The perfection of the surface supplied air helmet (correct)

Use of compressed air tanks for scuba diving

What material were early diving suits made from in the 16th century?

Leather (correct)

Canvas

Metal

Rubber

What depth could divers reach using leather suits in the 16th century?

60 ft

What two avenues of investigation advanced underwater exploration in the 19th century?

Scientific and Technologic

What is a consequence of pulmonary barotrauma during diving?

Air embolism

What immediate treatment is required for air embolism?

Rapid decompression

What causes face mask squeeze in divers?

Pressure differential between internal and external pressure

How can divers equalize the pressure in their eustachian tubes?

By blowing gently against closed nostrils

What is a likely effect if sinus air pressure does not equalize during descent?

Sinus squeeze

What can happen to a diver's eyes due to face mask squeeze?

Squeezing out of their sockets

What condition arises from congested sinuses during diving?

Aerosinusitis

What happens when divers hold their breath while ascending too quickly?

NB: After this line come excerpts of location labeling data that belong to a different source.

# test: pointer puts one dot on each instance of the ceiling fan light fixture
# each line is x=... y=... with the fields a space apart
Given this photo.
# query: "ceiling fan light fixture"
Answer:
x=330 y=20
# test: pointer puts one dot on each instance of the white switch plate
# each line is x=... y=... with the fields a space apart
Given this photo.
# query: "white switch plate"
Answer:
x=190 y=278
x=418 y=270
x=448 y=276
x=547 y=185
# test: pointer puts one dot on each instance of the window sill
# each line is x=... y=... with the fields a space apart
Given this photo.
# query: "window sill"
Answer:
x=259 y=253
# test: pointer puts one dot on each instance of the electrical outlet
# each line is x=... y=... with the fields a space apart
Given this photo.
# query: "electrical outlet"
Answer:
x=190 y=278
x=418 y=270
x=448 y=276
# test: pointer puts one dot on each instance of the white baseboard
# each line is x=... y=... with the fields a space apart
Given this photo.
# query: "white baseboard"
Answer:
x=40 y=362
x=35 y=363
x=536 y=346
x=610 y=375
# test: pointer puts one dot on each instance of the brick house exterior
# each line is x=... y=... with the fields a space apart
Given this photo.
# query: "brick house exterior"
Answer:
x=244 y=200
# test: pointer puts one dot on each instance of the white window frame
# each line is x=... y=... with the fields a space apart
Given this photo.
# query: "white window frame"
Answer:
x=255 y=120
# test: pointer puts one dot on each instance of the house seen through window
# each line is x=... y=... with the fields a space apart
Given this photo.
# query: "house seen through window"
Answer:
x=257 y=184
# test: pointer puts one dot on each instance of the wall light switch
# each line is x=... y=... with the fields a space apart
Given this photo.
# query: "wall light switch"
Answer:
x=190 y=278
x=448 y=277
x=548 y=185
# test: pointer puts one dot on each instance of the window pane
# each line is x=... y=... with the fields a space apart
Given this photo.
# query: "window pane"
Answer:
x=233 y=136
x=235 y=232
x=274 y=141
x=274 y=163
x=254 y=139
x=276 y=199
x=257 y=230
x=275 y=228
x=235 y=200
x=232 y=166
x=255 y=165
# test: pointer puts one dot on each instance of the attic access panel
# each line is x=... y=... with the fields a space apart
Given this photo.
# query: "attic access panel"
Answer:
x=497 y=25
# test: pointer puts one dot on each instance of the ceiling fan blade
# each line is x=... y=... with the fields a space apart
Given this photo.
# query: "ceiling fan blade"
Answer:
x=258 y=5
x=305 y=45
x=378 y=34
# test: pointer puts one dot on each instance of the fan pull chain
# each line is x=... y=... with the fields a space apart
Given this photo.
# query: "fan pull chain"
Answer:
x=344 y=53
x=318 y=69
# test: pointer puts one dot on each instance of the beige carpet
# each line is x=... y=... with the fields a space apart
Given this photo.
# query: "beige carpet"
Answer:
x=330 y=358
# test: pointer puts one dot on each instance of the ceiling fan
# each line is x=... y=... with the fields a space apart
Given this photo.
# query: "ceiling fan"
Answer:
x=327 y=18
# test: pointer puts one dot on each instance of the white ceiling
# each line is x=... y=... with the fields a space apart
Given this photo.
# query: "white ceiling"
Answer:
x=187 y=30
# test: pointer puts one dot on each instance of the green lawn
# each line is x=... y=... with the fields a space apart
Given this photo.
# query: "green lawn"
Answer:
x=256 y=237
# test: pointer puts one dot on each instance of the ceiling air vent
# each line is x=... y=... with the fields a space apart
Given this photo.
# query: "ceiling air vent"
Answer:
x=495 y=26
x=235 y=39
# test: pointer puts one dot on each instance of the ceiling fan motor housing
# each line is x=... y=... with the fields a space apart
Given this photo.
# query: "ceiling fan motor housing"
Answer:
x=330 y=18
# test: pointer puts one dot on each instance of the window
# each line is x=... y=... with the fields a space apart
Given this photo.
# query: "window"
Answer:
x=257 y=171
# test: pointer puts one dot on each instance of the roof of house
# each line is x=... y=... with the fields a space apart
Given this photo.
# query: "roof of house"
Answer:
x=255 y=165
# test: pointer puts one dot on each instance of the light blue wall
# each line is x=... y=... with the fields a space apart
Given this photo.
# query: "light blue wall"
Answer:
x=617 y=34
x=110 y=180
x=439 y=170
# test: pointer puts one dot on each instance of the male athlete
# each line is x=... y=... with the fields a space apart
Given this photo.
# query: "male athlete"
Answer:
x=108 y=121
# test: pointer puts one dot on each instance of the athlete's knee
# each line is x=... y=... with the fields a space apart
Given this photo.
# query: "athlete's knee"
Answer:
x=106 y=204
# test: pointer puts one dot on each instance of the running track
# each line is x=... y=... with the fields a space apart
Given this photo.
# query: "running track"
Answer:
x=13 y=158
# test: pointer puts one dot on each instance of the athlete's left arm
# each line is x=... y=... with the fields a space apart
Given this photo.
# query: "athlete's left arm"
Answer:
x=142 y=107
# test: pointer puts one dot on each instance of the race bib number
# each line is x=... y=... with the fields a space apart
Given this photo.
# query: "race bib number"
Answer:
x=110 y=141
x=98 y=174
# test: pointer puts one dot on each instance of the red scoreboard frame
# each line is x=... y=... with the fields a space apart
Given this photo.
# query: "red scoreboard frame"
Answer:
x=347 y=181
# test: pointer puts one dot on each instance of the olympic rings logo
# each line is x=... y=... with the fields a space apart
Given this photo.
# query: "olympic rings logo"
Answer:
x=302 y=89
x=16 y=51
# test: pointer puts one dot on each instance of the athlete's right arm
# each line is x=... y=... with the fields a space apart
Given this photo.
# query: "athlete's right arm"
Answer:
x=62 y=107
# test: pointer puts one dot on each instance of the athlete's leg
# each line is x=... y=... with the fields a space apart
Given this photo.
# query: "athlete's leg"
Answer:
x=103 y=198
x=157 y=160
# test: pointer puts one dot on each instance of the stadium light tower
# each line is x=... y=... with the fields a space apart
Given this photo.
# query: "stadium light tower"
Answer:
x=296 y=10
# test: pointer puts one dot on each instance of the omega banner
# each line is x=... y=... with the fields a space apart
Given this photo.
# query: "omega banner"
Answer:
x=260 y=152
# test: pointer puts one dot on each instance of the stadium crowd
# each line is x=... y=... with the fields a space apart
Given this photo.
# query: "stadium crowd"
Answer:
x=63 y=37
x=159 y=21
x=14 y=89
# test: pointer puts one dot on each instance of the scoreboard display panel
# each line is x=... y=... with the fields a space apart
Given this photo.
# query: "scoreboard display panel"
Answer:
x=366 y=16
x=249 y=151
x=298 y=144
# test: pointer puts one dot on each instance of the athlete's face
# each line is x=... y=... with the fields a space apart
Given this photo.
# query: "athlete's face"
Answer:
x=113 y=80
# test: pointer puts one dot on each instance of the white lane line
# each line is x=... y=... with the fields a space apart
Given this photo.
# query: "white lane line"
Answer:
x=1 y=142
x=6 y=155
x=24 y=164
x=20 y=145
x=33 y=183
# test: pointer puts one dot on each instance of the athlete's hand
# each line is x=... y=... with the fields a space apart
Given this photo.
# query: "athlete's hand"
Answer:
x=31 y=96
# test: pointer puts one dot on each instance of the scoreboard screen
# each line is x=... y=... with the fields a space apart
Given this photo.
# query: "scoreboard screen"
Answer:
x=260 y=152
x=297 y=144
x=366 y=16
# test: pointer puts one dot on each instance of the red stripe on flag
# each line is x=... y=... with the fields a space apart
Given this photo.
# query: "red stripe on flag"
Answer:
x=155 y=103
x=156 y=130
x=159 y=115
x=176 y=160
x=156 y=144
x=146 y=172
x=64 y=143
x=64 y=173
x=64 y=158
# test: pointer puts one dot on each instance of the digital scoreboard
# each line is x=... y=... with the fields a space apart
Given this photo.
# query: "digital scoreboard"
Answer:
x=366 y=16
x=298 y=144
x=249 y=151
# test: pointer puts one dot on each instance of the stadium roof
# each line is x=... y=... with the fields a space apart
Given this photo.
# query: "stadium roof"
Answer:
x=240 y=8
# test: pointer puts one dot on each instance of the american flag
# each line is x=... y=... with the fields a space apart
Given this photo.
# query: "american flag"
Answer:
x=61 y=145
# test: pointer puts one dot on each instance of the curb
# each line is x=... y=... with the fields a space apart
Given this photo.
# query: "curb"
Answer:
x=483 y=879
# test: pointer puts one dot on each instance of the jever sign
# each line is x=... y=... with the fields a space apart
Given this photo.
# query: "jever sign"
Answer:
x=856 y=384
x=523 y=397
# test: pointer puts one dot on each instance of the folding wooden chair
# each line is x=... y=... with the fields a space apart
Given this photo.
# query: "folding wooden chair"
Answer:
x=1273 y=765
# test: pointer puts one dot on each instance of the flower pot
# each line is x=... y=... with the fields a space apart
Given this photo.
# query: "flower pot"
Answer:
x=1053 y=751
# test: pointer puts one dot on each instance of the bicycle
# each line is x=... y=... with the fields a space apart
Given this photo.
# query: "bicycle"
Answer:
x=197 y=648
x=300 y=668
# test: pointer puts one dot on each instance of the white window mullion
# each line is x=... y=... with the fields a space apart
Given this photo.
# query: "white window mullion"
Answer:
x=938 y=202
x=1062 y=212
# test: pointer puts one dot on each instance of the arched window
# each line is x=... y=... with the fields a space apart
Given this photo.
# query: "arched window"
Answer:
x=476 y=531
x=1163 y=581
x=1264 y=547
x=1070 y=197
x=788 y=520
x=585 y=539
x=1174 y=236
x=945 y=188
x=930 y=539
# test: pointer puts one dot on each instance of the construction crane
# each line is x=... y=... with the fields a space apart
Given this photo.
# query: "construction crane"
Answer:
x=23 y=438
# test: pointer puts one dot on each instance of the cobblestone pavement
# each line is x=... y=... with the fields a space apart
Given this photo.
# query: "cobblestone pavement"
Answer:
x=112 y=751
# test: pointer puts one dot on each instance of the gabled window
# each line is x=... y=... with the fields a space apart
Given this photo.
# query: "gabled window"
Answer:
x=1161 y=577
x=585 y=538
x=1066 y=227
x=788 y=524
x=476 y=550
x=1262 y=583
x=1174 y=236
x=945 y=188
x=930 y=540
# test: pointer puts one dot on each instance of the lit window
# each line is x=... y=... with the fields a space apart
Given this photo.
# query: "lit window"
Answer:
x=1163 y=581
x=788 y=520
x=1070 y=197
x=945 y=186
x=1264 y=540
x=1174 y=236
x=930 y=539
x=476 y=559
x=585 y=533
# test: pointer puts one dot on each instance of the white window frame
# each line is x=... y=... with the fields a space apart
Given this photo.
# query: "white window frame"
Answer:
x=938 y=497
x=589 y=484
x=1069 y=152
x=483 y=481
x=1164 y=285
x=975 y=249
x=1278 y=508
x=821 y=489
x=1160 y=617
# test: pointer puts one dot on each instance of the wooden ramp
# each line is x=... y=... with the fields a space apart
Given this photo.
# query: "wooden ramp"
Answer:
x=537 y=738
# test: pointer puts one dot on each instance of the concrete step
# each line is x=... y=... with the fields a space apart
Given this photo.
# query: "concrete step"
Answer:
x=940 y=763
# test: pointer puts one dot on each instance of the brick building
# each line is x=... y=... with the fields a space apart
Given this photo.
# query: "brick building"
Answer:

Air embolism risk increases

What causes pneumothorax in divers?

Air forced through alveoli when lung tissue ruptures

What is the most abundant gas in air at sea level?

Nitrogen

What phenomenon occurs due to an increase in inspired nitrogen pressure while diving?

Nitrogen narcosis

Which depth of seawater typically produces effects similar to consuming 1 dry martini?

15.2 m

What is the trace gas in air at sea level?

Carbon dioxide

Which safety practice should divers follow to prevent pneumothorax and air embolism?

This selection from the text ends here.